THE SIMPSONS Season 15 DVD Review

A new DVD set reminds me why I still love The Simpsons and gives us some extra laughs exclusive to the new box set.

Fred Topelby Fred Topel

I am a lifelong fan of “The Simpsons.” Quite literally, the show has been on for more than 2/3s of my life. I actually have never missed an episode. Whether it was VHS or DVR, I always made sure I saw every Sunday’s new episode, and now there are over 500 of them.

I’ve also never thought the show stopped being funny. “The Simpsons” will always have new social benchmarks to address. Some of my favorite episodes involve Homer getting a flat screen TV and the immigration debate. Some “Simpsons” fans gave up during a perceived rough patch around season 12, and boy have they missed out. Season 13 was a particular favorite of mine, but now we’re over the hump on the DVD releases.

Season 15 is kind of a sweet spot, because it’s got some highlight episodes I love, but also plenty that I don’t remember. I’ve seen all 500+, and I could probably tell you everything about the first 200 or so, but at a certain point even I go hazy. So some of this DVD is a chance to watch “Simpsons” episodes again for the first time.

I think you’ll all remember Pie Man. Homer’s superhero alter ego made loving homage to the first Sam Raimi Spider-Man. There was another episode spoofing Catch Me If You Can as Homer and Marge tried to get away from Bart and Lisa. This is also the season where we again went back to Homer and Marge’s past, before they first met and they made that work emotionally and chronologically. I did not remember Homer taking the fall for Artie Ziff’s internet company, but it seems very timely for 8 years ago. I didn’t remember that they did an Evita spoof either.

Re-watching Season 15 episodes reminded me of all the little touches that always make “The Simpsons” what it is, no matter what season we’re in. Homer lights a flashlight on fire so he can go exploring with a flaming torch, and the flashlight behaves as a torch from there on out. There are freeze frames within freeze frames. They go to a video store (Lackluster Video back then), and it’s not only the fake titles you can read when you pause, but the blurry box covers are jokes too. You can see Star Wars: Episode II, The Ring and Titan A.E. (remember that one?) on the shelves.

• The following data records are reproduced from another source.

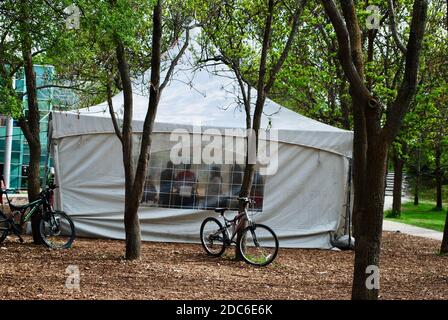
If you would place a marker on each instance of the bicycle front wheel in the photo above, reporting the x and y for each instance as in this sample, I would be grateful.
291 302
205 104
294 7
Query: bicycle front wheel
258 245
57 230
213 237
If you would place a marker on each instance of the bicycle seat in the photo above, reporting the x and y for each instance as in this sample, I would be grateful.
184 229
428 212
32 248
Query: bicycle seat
18 207
220 210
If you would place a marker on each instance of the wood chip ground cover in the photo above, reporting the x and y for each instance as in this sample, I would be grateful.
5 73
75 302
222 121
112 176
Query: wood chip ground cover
410 269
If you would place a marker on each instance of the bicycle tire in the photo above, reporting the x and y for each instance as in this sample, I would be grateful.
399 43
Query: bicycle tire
248 250
218 229
4 224
49 227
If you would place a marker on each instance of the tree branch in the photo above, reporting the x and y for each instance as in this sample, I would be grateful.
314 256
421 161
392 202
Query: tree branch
345 50
409 84
112 113
295 26
175 61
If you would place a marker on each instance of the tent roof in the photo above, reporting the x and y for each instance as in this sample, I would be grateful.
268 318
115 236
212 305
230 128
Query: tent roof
206 96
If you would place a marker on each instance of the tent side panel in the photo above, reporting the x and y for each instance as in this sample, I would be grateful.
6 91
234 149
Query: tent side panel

One of my favorite parts of the “Simpsons” DVDs are the menu animations. Each disc features an animated loop of Simpsons characters pertaining to the episodes on that disc. These are all visual slapstick and you get four new pieces of “Simpsons” animation  in each collection. Season 15 has an Otto theme so they all take place with the characters sitting on the school bus. However, the best menu animation is a submenu bit between Otto and Pimple Faced Teen at a gas station.

I also love listening to all the audio commentaries on every episode. It’s usually “Simpsons” regulars like Al Jean, Matt Groening, David Silverman and episode writers and directors. They all have great stories about where the ideas came from and how individual gags developed in the writer’s room. This season also introduces some celebrity commentators like Michael Moore and Jeff Nathanson. Moore is clearly a fan of the show and is kind of interviewing them. They want to talk to Nathanson about Spielberg and he clearly doesn’t want to talk about his film, but it’s cool that they got the screenwriter of Catch Me If You Can for an episode that spoofed the movie.

Other bonus features are a little light. The deleted scenes only run about eight minutes and none are memorable enough to stand out except maybe Cletus’s comment against (heh) the liberal media. There are commercials for Ritz and Mastercard I’ve never seen, but that’s my fault for not watching live TV anymore. Animation fans will appreciate “The Unusual Ones,” where the animators discuss homages they’ve paid to other animators over the years. “Living in the Moment” is just a gallery of stills from the 500th episode anniversary event and of course the usual introduction by Matt Groening sums up the season.

I’m also struck by how good these episodes look. This set is also available on Blu-ray, and HD is not going to add anything to standard definition shows (they didn’t go HD until season 20), but compared to the syndication airings we usually see, these are brightly colored with sharp lines.

“The Simpsons” The Complete 15th Season is a solid season of episodes with some nice extras. The greatest extra of all, the menu animation, isn’t even listed as a special feature. I’d get the season just for the episodes, so having menu animation and lively commentaries are already good bonuses for me, even if the other extras are a little light this time.